Yapıtta sesin büyük bir rolü var. Adeta başka bir karakter olduğunu söyleyebiliriz. Müzik üzerinde çalışan birkaç bestecimiz oldu. Luke Bergstedt ve Tyler Agnew ayrı anlarda çalıştılar ve çok güçlü bir ses manzarası yarattılar; bazen sahnede olup bitenlerle beraber, bazen ise ona karşı çalıştılar. Ayrıca birçok sevdiğimiz kişiden, sevgili dostlarımızdan ve aile bireylerimizden, aşkın ne olduğunu konuştukları ses kayıtları ile katkıda bulunmalarını istedik. Yapıtta dil geleneksel anlamda kullanılmadığı için bu kayıtlar, bize aşka dair farklı bir bakış açısı kazandıran nazik bir anlatım sağlıyorlar. Bu yapıt, romantik bir ilişki yaşayan herkesle, sadece bir erkek ve bir kadın değil aşık olan herkesle bağdaştırılabilir.

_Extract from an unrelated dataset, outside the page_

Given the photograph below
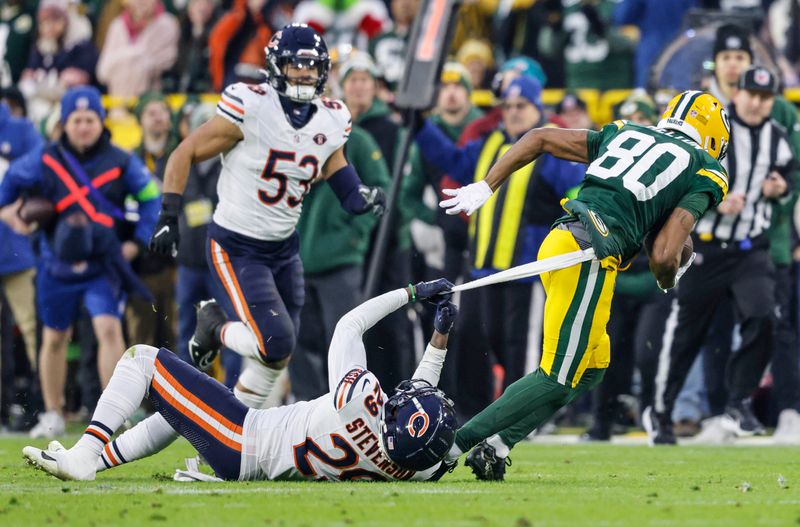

My Favorite Person'ı tek bir cümleyle tanımlamak zorunda olsanız, bu cümle ne olurdu?


Bence Tana Sirois bunu en iyi şekilde ifade etti: “Bu parça şu soruyu soruyor: Romantik bir ilişkide, en sevdiğiniz kişi tarafından koşulsuz sevilmek için kendinizden ne kadar vazgeçmeniz gerekir?”

“Fringe” sizin için ne ifade ediyor?


Fringe, sanatçılara ana akım, geleneksel performansın dışına çıkma şansı veriyor. Bu çok önemli çünkü bize denemeler yapma ve yeni fikirler sunma konusunda cesaret veriyor. Fringe, akılların ve kalplerin önemli bir paylaşımı. Ne tür çalışmalar yapıldığını görmemiz ve kolektif sohbete dahil olmamız için bir şans. Fringe işbirliği demek. Fringe, dünyanın dört bir yanından bir araya gelme ve kolektif, yaratıcı nabzı tutma fırsatı.


İstanbul seyircisine söylemek istediğiniz özel bir şey var mı?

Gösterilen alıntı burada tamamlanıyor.